Sadly, there’s no Bejeweled available for iPad, but game studio PlayBrains has remedied that with its original title, Babo Crash. Though not related to its popular counterpart, Babo Crash serves the basic function of letting you enjoy Bejeweled-like gameplay on your iPad, with those wonderfully simple finger gestures.

Babo Crash does offer some original twists on the formula. Chief among them: you can rotate the board by changing the orientation your iPad, resulting in a shift in gravity. Just like in Bejeweled, when jewels are linked together and disappear, new jewels fall from the top of the screen to replace them. But when you change the direction of the gravity, the new jewels can slide in from any direction you want — north, south, east, or west.

The crisp graphics manage to one-up Bejeweled by including plenty of glorious destruction in the form of explosions, fireballs, and more. PlayBrains basically built the game as a promotional companion piece to its Xbox Live Arcade game Babo Invasion, so the orb-shaped characters from that game appear here. Instead of receiving special, flashing gemstones when you link four or five jewels together, Babo Crash gives you some of its heroes or villains from the Babo universe, each with its own ability to inflict carnage across the game board.

A different Babo character is created based on the color of the jewels you link together.

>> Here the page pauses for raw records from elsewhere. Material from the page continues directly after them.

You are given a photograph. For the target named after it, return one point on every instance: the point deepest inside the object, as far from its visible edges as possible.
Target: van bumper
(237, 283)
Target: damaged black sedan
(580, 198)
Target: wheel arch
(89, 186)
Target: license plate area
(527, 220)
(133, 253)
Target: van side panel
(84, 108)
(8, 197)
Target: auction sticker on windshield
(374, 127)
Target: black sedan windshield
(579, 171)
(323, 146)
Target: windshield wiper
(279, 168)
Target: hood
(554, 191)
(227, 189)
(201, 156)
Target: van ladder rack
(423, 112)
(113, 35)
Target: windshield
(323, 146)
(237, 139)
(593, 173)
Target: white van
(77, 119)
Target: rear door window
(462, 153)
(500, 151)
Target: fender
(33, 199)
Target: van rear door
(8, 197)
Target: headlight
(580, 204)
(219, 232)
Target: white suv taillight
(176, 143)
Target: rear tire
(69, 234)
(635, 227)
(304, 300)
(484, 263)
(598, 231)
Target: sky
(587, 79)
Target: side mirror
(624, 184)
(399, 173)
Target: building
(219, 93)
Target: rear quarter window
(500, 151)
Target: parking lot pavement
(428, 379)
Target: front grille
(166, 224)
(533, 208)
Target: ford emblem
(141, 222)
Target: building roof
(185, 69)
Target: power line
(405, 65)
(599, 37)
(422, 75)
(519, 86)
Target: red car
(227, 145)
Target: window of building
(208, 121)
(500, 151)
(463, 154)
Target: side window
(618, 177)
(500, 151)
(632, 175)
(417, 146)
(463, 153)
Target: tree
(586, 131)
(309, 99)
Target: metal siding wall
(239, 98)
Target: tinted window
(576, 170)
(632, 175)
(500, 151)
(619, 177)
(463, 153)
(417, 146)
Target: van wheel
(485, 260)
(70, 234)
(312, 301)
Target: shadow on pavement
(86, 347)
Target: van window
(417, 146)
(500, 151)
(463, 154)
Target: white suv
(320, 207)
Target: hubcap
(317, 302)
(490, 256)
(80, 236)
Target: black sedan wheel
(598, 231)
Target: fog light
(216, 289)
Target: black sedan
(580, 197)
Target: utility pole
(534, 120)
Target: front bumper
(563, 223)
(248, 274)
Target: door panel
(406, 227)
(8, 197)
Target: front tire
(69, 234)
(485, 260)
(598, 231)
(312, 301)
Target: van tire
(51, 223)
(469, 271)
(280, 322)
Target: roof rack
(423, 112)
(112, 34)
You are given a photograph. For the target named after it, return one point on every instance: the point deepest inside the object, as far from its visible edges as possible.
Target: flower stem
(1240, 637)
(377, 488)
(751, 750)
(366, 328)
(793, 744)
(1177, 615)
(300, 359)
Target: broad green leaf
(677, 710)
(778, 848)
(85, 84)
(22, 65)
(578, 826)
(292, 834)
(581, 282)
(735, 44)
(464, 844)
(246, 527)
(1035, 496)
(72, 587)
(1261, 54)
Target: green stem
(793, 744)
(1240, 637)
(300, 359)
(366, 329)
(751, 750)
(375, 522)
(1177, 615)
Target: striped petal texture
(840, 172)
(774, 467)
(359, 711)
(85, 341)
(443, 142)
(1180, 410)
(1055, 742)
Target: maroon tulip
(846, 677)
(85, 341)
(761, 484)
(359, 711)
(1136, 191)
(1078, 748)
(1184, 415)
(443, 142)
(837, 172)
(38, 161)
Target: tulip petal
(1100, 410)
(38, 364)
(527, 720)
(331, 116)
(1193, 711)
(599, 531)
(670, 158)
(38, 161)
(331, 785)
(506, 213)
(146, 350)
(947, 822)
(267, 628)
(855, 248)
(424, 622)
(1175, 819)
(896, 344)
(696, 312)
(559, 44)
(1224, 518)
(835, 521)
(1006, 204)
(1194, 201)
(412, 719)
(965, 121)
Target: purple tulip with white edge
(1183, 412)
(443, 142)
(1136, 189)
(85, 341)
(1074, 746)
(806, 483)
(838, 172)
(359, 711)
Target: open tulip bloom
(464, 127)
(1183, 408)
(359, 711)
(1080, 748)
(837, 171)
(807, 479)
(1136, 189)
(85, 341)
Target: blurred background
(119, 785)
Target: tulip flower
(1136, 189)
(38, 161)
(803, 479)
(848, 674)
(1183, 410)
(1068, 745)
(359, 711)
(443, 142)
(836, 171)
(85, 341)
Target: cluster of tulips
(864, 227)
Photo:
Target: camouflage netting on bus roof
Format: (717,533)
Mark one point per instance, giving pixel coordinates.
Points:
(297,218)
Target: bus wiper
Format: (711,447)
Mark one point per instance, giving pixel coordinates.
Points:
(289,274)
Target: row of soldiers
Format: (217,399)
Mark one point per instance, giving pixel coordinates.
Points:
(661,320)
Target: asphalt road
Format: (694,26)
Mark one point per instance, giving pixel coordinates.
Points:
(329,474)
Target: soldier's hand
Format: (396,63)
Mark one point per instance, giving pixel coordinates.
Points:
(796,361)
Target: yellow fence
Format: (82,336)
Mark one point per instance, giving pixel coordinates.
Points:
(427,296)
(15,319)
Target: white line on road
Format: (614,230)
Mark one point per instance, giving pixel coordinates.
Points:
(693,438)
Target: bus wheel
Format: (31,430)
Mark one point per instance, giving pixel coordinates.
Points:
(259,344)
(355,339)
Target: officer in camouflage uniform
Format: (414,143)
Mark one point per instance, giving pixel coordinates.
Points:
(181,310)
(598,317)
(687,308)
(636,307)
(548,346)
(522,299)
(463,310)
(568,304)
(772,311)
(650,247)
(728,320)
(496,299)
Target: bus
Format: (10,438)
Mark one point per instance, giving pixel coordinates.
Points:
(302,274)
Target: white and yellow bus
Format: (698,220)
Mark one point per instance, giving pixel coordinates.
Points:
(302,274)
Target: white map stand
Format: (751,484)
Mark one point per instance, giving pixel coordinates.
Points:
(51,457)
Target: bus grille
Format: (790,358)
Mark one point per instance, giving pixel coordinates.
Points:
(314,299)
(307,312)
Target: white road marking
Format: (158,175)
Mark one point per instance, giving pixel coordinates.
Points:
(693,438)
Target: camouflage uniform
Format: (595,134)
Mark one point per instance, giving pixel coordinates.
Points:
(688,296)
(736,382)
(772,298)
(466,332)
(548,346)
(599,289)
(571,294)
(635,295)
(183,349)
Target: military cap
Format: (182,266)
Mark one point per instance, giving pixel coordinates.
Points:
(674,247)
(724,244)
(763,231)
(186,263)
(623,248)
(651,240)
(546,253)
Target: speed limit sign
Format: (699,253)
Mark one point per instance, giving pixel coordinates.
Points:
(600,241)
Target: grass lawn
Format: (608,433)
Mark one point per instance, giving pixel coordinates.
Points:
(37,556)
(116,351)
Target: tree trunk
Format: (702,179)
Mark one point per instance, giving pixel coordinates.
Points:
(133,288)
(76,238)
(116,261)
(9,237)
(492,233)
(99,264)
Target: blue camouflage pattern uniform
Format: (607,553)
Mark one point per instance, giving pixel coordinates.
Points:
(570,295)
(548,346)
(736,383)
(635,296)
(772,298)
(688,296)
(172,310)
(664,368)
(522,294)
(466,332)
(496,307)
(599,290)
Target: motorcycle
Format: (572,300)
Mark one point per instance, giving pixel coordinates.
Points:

For example, orange creates a giant fireball that rolls like a boulder across the screen; you can even control its direction by swiveling the iPad. Yellow creates a screaming little C-3PO type character that actually vomits on the game board, eliminating all of the jewels it hurls upon. It’s these cheeky details that give Babo Crash its extra oomph, literally obliterating the game board when multiple chains are linked. I imagine that Bejeweled purists might be turned off by all this rampant destruction, which often feels like it’s happening outside of the player’s influence or control.

There are three modes of play: Crash pits you against the clock to defeat as many levels as possible. Relaxo lets you play without a timer breathing down your neck. And Rush is Babo Crash‘s answer to the Facebook game Bejeweled Blitz; it’s a single round of the game on a 75-second timer. Overtime is given on some levels that offer multiplied points for very brief moments of gameplay.

A solid, fun to play title with lots of replayability, if somewhat lacking in originality. But well worth its bargain $.99 price tag.